A fé esvazia o sentido da
ressurreição de Jesus quando não se pergunta pelas razões de sua morte. Ele não
queria morrer, suplicou a Deus que afastasse dele aquele cálice de sangue.
Hélio Pellegrino, psicanalista e
escritor, dizia que não há nada mais radical do que crer na ressurreição da
carne, conforme professa o dogma cristão. E registrou isso no texto “Aposta
pascal”.
O que significa acreditar, hoje, na
ressurreição da carne? Carne significa, para a doutrina cristã, a consistência
material do Universo. Segundo o apóstolo Paulo, não apenas os seres humanos
ressuscitarão com Jesus, mas toda a Criação (Carta aos Romanos 8).
Por mais fantasiosa que esta crença
ressoe aos ouvidos de quem não tem fé, o fato é que ela é a única possibilidade
de derrotar o nosso inimigo inelutável: a morte. Essa dama da foice que, à luz
da razão, diz a última palavra, ainda que a ciência se empenhe em prolongar a
nossa existência (haja cirurgias e malhação!), é subjugada pela esperança de
que há luz no fim do túnel.
A Páscoa, na sua origem hebraica, é um
fato político: sob o reinado do faraó Ramsés II, em 1250 a.C., liderados por
Moisés, os hebreus se libertaram da escravidão no Egito.
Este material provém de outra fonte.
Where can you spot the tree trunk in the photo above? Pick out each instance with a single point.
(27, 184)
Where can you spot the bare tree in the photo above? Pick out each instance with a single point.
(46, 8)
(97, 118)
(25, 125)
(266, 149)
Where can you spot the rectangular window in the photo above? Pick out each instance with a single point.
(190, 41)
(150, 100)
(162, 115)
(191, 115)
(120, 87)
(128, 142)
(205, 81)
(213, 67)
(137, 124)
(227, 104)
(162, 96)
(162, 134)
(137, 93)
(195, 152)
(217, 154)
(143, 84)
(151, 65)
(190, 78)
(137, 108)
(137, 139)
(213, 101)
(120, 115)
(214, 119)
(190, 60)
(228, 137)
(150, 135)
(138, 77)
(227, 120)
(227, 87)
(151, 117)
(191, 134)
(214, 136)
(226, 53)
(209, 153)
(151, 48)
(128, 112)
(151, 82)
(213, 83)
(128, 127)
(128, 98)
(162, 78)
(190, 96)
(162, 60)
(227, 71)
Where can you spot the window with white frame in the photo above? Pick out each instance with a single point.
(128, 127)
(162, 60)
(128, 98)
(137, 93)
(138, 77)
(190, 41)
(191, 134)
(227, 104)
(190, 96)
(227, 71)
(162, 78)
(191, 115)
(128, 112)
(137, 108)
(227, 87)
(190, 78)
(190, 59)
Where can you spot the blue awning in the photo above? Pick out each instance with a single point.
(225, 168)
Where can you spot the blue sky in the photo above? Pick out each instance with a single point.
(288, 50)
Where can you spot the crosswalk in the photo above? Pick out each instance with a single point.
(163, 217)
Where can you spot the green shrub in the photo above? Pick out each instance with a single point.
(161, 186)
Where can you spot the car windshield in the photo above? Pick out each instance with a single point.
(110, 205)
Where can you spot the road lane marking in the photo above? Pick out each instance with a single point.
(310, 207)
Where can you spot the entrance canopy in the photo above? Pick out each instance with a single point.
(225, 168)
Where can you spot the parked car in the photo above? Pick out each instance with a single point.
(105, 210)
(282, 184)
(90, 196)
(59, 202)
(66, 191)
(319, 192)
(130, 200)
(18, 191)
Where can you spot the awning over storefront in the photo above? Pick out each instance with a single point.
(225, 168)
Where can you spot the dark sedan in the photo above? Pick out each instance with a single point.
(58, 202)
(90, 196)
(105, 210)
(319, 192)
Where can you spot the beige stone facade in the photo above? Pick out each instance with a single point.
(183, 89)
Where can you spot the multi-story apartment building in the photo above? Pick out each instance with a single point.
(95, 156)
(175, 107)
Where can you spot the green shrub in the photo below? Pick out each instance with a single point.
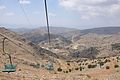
(66, 71)
(81, 68)
(107, 67)
(116, 66)
(91, 66)
(70, 70)
(116, 46)
(101, 63)
(76, 68)
(59, 69)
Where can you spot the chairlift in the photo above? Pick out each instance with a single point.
(8, 67)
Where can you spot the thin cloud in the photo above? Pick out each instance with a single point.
(24, 2)
(92, 8)
(10, 14)
(2, 7)
(52, 14)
Basta isso para que,
hoje, ela seja comemorada como incentivo a combater toda forma de opressão,
preconceito e discriminação.
Nascemos do mesmo modo, ao morrer teremos
todos o mesmo destino e, no entanto, as desigualdades imperam em nosso modo de
viver. Diferenças de condições sociais e culturais incutem em nós óticas
deturpadas e, em geral, criminosas, em relação ao outro. É o caso do homem que
se julga superior à mulher, do branco que discrimina o negro, do heterossexual
com preconceito ao homo, do rico indiferente ao pobre.
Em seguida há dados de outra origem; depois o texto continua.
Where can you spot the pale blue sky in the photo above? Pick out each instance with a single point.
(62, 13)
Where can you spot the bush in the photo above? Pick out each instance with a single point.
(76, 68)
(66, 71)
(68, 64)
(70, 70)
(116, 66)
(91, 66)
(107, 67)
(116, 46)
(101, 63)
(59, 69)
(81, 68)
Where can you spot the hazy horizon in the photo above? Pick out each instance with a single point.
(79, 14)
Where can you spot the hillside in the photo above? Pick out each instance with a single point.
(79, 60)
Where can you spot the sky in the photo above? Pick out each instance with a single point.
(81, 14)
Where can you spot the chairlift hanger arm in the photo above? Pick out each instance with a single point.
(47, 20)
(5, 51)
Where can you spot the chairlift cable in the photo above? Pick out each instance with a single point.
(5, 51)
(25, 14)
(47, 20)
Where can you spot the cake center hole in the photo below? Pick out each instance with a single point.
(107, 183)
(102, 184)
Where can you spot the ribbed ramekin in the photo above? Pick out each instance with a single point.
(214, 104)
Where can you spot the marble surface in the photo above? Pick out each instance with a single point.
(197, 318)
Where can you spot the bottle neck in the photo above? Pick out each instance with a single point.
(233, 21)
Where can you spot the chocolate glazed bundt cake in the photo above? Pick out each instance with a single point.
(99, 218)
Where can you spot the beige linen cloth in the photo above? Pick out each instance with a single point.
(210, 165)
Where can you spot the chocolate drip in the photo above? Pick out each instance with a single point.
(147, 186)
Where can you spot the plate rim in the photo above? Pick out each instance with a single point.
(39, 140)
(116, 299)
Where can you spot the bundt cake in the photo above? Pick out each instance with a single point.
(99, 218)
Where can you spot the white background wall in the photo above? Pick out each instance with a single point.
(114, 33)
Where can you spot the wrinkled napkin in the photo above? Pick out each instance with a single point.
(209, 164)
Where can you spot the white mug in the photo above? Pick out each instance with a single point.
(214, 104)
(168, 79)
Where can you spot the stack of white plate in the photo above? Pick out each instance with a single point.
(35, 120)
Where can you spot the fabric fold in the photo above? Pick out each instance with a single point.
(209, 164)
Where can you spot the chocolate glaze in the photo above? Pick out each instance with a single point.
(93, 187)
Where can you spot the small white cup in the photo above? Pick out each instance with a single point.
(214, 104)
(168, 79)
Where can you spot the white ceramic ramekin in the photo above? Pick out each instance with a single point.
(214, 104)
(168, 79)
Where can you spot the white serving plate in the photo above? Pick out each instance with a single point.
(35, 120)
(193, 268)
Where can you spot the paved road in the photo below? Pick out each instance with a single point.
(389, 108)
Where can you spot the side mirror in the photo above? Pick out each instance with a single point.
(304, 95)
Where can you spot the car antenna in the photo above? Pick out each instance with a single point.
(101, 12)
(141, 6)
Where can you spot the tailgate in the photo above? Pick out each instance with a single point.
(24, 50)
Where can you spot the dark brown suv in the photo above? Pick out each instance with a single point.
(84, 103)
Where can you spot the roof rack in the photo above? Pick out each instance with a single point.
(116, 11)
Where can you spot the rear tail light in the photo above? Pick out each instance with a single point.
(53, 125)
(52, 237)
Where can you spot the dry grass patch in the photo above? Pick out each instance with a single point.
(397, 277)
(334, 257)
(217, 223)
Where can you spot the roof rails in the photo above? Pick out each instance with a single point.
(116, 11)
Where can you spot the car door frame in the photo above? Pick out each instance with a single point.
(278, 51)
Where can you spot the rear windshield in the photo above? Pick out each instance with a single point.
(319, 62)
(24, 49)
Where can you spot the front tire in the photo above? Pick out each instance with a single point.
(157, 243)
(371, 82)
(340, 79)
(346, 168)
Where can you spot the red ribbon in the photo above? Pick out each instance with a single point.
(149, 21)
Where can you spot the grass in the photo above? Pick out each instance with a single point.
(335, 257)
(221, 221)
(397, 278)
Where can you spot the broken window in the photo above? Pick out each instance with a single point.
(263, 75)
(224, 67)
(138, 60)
Exemplos atuais são a criminalização dos
imigrantes pelos países ricos, a suspeita de que todo muçulmano é um terrorista
em potencial, e os discursos eleitorais dos pré-candidatos republicanos às
eleições presidenciais nos EUA.
A Páscoa, para os cristãos, além do ato
político encabeçado por Moisés, é sobretudo a proclamação de que Jesus,
assassinado em Jerusalém por volta do ano 30 de nossa era, condenado por dois
poderes políticos, venceu a morte e manifestou a sua natureza também divina.
Uma fé que comporta a crença na divindade
de um pregador tido como subversivo pelas autoridades de seu tempo, deve ao
menos se perguntar: por que o assassinaram? Não era um homem tão bom? Não fez
apenas o bem?
A fé esvazia o sentido da ressurreição de
Jesus quando não se pergunta pelas razões de sua morte. Ele não queria morrer,
suplicou a Deus, a quem tratava com a intimidade relacional de filho para pai,
que afastasse dele aquele cálice de sangue. Teve medo. Refugiou-se numa
plantação de oliveiras. Preso, não negou o que fizera e pregara, e pagou com a
vida a sua coerência.
Assassinaram Jesus porque ele queria o
óbvio. Este óbvio é tão óbvio que, ainda hoje, muitos fingem não enxergá-lo:
vida em plenitude para todos (João 10, 10). Ora, não é preciso saber economia,
basta a elementar aritmética, para se dar conta de que há suficiente riqueza no
mundo para assegurar vida digna a seus 7 bilhões de habitantes.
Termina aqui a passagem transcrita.